Aktivisten fordern Stopp von Facebook-Währung

Die Bürgerbewegung Finanzwende fordert den sofortigen Stopp der Facebook-Währung Libra. Die EU müsse Libra verbieten, noch bevor die private Währung auf den Markt komme, heißt es in einem Appell von Finanzwende und der Organisation Finance Watch. Facebook plane mit der Libra-Einführung „einen Angriff auf unser Währungssystem und unsere individuelle Freiheit“, kritisieren die Organisationen. Sie warnen insbesondere vor der Datenverknüpfung.

„Ein bisschen Regulierung reicht nicht“
„Einmal eingeführt, ließe sich Libra kaum mehr stoppen“, heißt es in dem am Dienstag veröffentlichten Appell der Organisationen an die EU-Kommission und die Europäische Zentralbank weiter. Kritische Äußerungen und ein bisschen Regulierung reichten daher nicht.

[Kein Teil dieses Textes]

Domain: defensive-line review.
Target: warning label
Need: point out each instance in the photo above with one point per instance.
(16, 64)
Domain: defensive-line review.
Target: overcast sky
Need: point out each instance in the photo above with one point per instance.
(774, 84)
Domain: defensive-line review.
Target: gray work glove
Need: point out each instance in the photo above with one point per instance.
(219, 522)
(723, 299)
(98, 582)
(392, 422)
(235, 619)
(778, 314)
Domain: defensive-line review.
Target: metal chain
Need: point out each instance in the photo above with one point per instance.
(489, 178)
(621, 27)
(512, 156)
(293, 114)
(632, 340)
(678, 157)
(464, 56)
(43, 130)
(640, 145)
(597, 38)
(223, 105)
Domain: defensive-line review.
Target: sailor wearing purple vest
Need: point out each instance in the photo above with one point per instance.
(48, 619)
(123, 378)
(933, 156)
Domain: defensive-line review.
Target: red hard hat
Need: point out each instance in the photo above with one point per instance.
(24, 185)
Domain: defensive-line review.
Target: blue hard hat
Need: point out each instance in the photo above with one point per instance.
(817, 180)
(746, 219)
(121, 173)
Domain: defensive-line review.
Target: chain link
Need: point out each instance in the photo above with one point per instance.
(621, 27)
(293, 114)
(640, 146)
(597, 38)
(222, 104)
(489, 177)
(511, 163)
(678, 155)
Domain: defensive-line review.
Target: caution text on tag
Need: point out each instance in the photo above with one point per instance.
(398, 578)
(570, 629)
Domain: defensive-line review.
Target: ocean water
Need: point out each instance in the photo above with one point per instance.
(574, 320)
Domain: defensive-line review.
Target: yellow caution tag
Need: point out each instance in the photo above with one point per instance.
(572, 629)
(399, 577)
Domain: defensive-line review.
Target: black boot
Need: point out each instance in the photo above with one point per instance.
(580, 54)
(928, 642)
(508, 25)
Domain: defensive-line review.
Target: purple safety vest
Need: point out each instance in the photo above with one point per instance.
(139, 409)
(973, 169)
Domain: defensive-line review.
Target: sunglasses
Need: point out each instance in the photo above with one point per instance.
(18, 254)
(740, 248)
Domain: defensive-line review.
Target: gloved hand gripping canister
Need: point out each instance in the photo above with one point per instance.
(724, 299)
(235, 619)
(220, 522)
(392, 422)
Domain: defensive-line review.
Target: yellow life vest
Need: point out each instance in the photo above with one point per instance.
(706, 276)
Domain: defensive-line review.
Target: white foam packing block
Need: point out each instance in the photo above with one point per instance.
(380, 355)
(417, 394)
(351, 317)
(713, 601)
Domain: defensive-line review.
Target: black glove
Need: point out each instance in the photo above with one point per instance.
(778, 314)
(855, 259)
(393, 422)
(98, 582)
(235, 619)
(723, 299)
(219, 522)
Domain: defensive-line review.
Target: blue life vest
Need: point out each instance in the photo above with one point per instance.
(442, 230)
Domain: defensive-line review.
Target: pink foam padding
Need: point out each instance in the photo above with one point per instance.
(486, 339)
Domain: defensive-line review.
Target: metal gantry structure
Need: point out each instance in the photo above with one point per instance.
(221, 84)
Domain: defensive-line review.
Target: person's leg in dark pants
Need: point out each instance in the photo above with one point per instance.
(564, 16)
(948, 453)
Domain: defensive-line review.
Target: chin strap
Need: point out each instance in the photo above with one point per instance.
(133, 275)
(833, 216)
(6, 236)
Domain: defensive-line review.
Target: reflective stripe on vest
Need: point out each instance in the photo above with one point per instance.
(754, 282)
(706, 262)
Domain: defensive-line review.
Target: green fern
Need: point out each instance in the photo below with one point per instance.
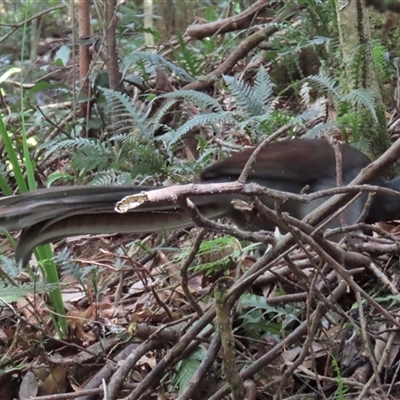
(255, 100)
(186, 368)
(151, 61)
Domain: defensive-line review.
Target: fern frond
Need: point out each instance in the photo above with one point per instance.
(128, 113)
(197, 121)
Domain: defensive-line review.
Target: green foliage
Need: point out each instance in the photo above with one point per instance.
(185, 369)
(263, 320)
(10, 293)
(341, 390)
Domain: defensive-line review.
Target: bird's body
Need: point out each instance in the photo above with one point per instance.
(50, 214)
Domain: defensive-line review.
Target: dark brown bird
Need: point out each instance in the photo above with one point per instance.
(51, 214)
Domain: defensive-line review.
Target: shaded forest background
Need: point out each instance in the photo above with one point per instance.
(151, 92)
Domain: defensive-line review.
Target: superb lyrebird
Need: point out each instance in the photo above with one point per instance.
(51, 214)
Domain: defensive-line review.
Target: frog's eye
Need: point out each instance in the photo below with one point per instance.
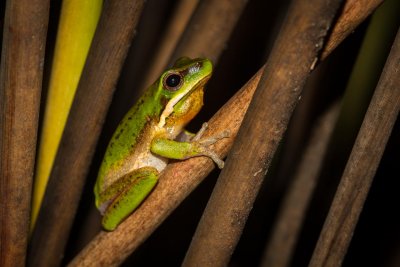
(173, 81)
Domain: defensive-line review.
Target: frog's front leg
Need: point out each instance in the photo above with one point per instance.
(126, 194)
(183, 150)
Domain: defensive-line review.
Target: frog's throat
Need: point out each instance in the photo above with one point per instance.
(169, 108)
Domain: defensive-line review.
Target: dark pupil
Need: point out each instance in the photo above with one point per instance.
(173, 80)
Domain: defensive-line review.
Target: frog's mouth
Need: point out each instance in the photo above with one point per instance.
(169, 108)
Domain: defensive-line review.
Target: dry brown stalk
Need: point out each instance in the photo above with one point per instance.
(361, 166)
(22, 56)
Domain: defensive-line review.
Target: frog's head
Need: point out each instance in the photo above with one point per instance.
(181, 87)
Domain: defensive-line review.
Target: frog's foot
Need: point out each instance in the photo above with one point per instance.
(125, 195)
(204, 142)
(211, 154)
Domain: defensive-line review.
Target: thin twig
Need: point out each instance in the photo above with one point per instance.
(106, 57)
(284, 234)
(21, 74)
(176, 182)
(362, 165)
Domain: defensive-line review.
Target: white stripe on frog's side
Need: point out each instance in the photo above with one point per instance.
(169, 108)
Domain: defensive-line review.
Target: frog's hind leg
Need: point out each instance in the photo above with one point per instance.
(130, 191)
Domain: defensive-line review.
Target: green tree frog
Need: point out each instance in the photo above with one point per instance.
(151, 133)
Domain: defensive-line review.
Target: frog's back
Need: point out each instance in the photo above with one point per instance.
(134, 130)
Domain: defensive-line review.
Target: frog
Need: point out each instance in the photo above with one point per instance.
(150, 134)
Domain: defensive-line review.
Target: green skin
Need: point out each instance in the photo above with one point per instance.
(146, 138)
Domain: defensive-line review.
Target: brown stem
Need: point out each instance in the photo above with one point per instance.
(292, 58)
(93, 96)
(176, 182)
(287, 227)
(361, 166)
(22, 57)
(353, 13)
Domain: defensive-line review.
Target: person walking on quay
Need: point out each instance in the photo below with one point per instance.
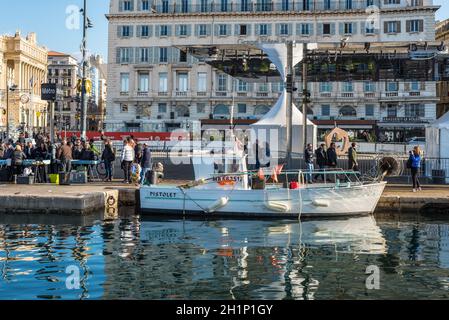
(17, 160)
(108, 157)
(415, 164)
(127, 160)
(308, 158)
(321, 160)
(65, 154)
(30, 151)
(332, 157)
(94, 149)
(77, 150)
(146, 162)
(353, 158)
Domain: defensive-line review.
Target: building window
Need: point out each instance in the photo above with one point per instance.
(144, 31)
(200, 108)
(348, 28)
(162, 108)
(126, 31)
(128, 5)
(392, 111)
(283, 31)
(305, 29)
(369, 110)
(224, 5)
(326, 29)
(261, 110)
(124, 82)
(244, 5)
(144, 82)
(125, 55)
(415, 86)
(348, 87)
(221, 109)
(393, 27)
(183, 82)
(222, 82)
(163, 82)
(242, 86)
(222, 30)
(123, 107)
(415, 110)
(241, 108)
(164, 31)
(165, 6)
(202, 30)
(326, 110)
(184, 6)
(163, 55)
(183, 30)
(204, 6)
(202, 82)
(370, 86)
(348, 111)
(392, 87)
(144, 55)
(325, 87)
(243, 29)
(263, 87)
(145, 5)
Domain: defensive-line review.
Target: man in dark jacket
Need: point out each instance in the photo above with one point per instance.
(308, 158)
(146, 162)
(30, 151)
(332, 157)
(321, 159)
(353, 158)
(65, 155)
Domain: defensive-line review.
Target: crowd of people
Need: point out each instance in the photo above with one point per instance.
(135, 157)
(327, 159)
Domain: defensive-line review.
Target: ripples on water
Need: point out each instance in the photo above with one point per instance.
(142, 258)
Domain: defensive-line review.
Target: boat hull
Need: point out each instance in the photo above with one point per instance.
(316, 202)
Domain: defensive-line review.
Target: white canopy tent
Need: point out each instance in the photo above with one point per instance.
(272, 128)
(437, 145)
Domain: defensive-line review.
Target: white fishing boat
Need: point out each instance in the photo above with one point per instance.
(229, 190)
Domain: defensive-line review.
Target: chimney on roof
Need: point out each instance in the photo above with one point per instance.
(31, 37)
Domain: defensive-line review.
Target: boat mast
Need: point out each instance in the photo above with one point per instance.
(289, 101)
(305, 96)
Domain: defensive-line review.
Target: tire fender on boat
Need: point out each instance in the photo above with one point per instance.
(277, 206)
(220, 203)
(321, 203)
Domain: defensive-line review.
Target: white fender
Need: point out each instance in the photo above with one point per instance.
(277, 206)
(321, 203)
(220, 203)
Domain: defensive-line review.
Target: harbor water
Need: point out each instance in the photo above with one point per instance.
(134, 257)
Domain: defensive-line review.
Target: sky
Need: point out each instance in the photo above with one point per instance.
(55, 28)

Finanzwende begründet die Forderung nach einem Verbot von Libra mit vier Punkten. Einer ist der Datenschutz: Kämen Zahlungsdaten zu den von Facebook gesammelten Daten seiner Nutzer hinzu, entstehe eine „viel zu große Abhängigkeit“, erläuterte die Organisation in Berlin. Zudem verwies sie auf den Verbraucherschutz. Libra sei für die Nutzer keineswegs sicher: „Im Krisenfall könnten die privaten Träger einfach aussteigen.“

Sorge vor „völlig unkontrollierbarem Geldmonopol“
Libra könne sich auch zu einem „völlig unkontrollierbaren Geldmonopol entwickeln“, warnte Finanzwende. Facebook wäre mit der Währung ein Spieler im Finanzsystem, der zu groß und mächtig wäre, um scheitern zu dürfen. „Am Ende trägt dann wie im Finanzbereich so oft die Bevölkerung die Haftung.“

Die Bürgerbewegung Finanzwende hat der ehemalige Grünen-Bundestagsabgeordnete Gerhard Schick gegründet. Ziel der gemeinnützigen Organisation ist es, Lehren aus der Finanzkrise zu ziehen und sich für ein nachhaltiges und stabiles Finanzsystem einzusetzen, das die Interessen von Privatpersonen schützt.

Mehrheit gegenüber Libra skeptisch
Laut einer aktuellen Umfrage in von Finanzwende sehen mehr als zwei Drittel der Deutschen (71 Prozent) Libra skeptisch, nur zwölf Prozent der Befragten sehen etwas Positives darin. Das Vertrauen in private Großunternehmen bei der Herausgabe von Währungen ist demnach mit vier Prozent sehr gering. Eine knappe Mehrheit der Anfang Juli befragten rund 2100 Deutschen über 18 Jahre sagte außerdem, der Einfluss von Facebook sei bereits heute problematisch.

„Spielgeld gegen gutes Geld“
Der ehemalige Wirtschaftsweise Peter Bofinger warnte indes in der „Passauer Neuen Presse“, wer sein Geld in Libra anlege, habe keinen Anspruch gegen Facebook. Das sei für den Konzern ein „fantastisches Geschäftsmodell“: Er gebe wertloses Spielgeld aus und bekomme dafür gutes Geld. Bofinger sagte weiter, er halte es für unrealistisch, dass das Projekt von den Aufsichtsbehörden akzeptiert werde.